Losing weight depends on a variety of factors, including diet, consistency and frequent exercise. Exercising five days per week is generally recommended, though it may be tempting to work out every day to reach weight loss goals quickly. Either working out five or seven days per week will result in weight loss when combined with a proper diet. However, for some people, working out seven days a week may be too intense, and if you burn out and give up, you'll stop losing weight. Talk with your doctor before starting, especially if you have health problems.
Types of Exercise
HealthPlus, a division of Vanderbuilt University, recommends incorporating cardiovascular exercise, strength training and flexibility exercises. Each type of exercise is important to build your overall fitness and help you achieve your goals. Cardiovascular exercise, often referred to as aerobic exercise, is beneficial in strengthening the heart and cardiovascular system. It boosts metabolism, helping the body burn calories and promote weight loss. Strength training is essential to build muscle, increasing the amount of fat your body burns during exercise and at rest.
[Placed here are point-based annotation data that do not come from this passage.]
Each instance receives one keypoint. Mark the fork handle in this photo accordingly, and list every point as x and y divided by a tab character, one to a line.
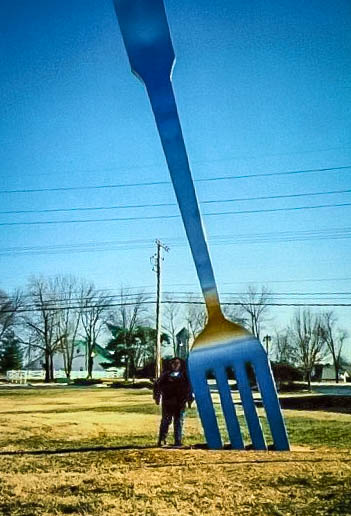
164	107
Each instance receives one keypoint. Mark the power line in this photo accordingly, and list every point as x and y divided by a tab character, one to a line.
127	245
185	302
155	183
167	204
158	217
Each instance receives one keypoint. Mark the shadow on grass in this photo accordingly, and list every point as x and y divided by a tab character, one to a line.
78	450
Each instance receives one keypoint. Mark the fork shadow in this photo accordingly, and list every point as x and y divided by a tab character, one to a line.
76	450
59	451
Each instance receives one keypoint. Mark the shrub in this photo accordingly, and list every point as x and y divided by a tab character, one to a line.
87	381
146	384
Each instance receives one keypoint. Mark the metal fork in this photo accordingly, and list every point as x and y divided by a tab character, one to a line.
222	344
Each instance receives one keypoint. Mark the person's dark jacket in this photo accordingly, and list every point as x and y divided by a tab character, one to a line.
174	389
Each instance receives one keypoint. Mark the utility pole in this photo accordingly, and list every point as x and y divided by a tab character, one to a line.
157	260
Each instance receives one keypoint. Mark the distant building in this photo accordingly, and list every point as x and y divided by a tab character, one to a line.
326	373
183	343
79	362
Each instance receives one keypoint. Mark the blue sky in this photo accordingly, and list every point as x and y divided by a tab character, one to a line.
262	87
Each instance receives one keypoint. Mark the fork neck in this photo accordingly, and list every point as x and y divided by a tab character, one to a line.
166	115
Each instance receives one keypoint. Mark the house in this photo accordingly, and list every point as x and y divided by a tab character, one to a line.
79	362
326	373
183	343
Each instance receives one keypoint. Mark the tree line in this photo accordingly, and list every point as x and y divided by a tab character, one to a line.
51	314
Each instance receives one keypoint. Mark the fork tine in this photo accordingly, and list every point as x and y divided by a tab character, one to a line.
249	407
229	411
271	405
205	408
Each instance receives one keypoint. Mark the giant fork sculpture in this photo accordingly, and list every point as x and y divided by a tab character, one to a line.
222	344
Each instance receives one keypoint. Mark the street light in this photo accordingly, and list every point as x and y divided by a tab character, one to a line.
267	340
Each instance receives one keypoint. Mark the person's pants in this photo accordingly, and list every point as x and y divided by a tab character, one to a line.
169	413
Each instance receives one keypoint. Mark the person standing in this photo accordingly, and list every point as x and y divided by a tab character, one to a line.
174	391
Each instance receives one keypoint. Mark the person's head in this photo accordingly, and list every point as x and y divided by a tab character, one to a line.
176	364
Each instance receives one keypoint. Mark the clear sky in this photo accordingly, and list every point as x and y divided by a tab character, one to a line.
262	88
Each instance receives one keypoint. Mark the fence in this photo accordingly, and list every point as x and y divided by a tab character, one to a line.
23	376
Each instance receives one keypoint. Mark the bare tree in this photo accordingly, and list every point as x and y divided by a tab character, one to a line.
68	318
171	317
255	306
307	338
41	321
195	316
284	350
128	325
334	338
94	307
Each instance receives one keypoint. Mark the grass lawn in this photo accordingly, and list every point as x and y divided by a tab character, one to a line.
91	451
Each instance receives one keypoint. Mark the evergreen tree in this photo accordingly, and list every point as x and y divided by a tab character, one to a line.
10	354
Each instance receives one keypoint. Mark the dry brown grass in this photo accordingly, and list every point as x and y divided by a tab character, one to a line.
49	466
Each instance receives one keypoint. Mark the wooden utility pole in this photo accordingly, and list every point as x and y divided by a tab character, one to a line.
157	268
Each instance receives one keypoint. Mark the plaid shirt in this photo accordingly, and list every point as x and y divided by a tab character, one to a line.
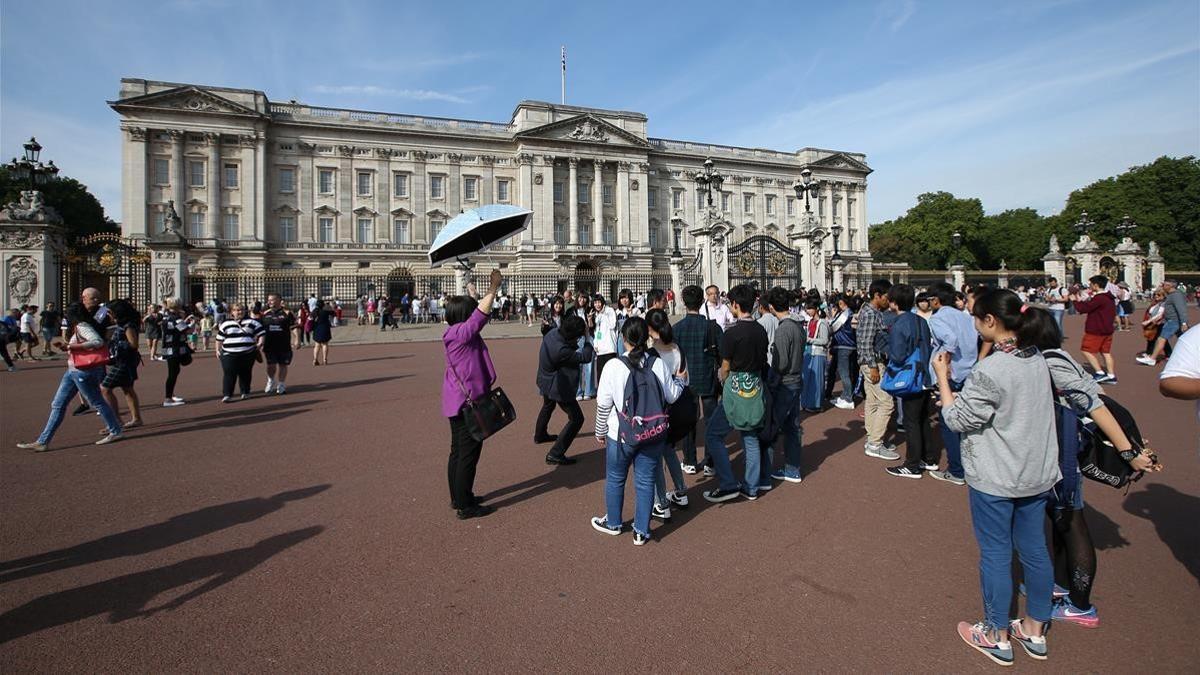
689	335
870	321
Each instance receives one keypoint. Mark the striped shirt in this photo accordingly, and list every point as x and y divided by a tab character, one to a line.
239	336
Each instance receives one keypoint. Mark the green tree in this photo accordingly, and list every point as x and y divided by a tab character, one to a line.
82	213
923	237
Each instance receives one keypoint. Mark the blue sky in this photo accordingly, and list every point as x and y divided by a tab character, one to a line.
1013	102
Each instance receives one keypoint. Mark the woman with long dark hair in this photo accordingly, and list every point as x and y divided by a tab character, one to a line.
621	455
123	366
82	376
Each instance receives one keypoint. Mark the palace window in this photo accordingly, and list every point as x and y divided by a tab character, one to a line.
400	233
231	172
232	226
161	172
196	174
287	180
287	228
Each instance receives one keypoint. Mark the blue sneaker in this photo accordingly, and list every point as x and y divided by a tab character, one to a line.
1033	645
977	637
1063	610
784	475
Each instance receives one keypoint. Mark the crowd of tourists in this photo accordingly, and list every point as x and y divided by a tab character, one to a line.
987	370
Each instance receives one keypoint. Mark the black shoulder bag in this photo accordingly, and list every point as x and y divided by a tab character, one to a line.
486	416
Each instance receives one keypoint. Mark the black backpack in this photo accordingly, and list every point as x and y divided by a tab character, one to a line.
1098	458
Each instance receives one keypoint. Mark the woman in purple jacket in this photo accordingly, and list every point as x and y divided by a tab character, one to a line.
469	370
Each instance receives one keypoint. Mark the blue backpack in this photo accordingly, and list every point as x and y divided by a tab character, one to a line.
643	416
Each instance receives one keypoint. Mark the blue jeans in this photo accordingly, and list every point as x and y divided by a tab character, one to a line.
952	440
708	404
618	458
787	411
1001	524
846	374
88	382
757	467
671	459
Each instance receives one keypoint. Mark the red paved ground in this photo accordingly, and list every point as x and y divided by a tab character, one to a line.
312	532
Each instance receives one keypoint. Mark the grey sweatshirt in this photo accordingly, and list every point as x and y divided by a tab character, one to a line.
1006	417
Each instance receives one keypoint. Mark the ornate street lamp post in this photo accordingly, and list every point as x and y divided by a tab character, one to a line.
29	167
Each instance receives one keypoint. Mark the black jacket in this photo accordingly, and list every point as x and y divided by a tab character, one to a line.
558	366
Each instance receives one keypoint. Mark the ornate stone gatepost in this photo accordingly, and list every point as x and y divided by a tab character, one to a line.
31	239
168	258
1054	263
1128	254
1157	266
1089	254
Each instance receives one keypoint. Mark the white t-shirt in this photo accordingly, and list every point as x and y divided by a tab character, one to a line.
611	394
1185	360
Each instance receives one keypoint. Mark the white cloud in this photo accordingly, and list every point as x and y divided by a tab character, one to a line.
373	90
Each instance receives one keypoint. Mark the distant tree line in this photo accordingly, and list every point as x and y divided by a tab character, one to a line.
1162	197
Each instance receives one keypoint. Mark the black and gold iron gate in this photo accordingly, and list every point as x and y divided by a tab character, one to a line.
763	262
117	267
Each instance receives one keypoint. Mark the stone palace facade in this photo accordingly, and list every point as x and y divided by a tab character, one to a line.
264	185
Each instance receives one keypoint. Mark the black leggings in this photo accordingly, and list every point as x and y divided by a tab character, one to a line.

Exercising with proper frequency and duration is vital in reaching your weight loss goals. Emily Knudson, certified personal trainer and owner of Empowered Personal Training Studio in Harrisburg, North Carolina, explains that adding cardiovascular exercise to your everyday routine helps weight loss by creating the exercise habit. However, if the frequency is overwhelming for a beginner, one or two rest days a week will help prevent burnout.
Strength training exercise, such as working out with free weights or on weight machines in a gym, should be performed less frequently than cardiovascular exercise. Beginners should start with strength training twice weekly. Alternate muscle groups with each workout and provide two days' rest in between.
At some point, you may hit a plateau. Plateaus occur when your weight loss slows and eventually stops, even though you are exercising regularly and eating well. The University of California-Riverside recommends changing your exercise routines. Use different machines at the gym, try a different class or change the type of exercise you are doing. You may also need to increase the length or intensity of your workout.
An injury is a huge obstacle when trying to lose weight. If you are injured, consult a doctor or physical therapist for a diagnosis and treatment recommendations. Ask whether you can continue a modified exercise program. Activities such as yoga or Pilates might allow you to keep up your exercise routine while stretching out the muscles.
Without the right fuel, your muscles will not adequately recover, increasing the possibility of injury. Tanya Williams, a registered dietitian with Bucknell University, explains that eating every three to four hours can prevent blood sugar levels from dropping and will maintain your energy. Eating a wide variety of whole foods and limiting processed options increases the nutrients your body takes in. McKinley Health Center notes that carbohydrate- and protein-rich foods should be eaten within two hours after working out to aid muscle recovery.
To lose weight, it is essential to burn more calories than you eat each day. To burn one pound of fat, you must eat 3,500 fewer calories, or exercise more to burn 3,500 more calories than you eat. The more you exercise, the more calories you burn and ultimately the more weight you lose. As long as you are consistent with your diet and exercise, you will lose weight.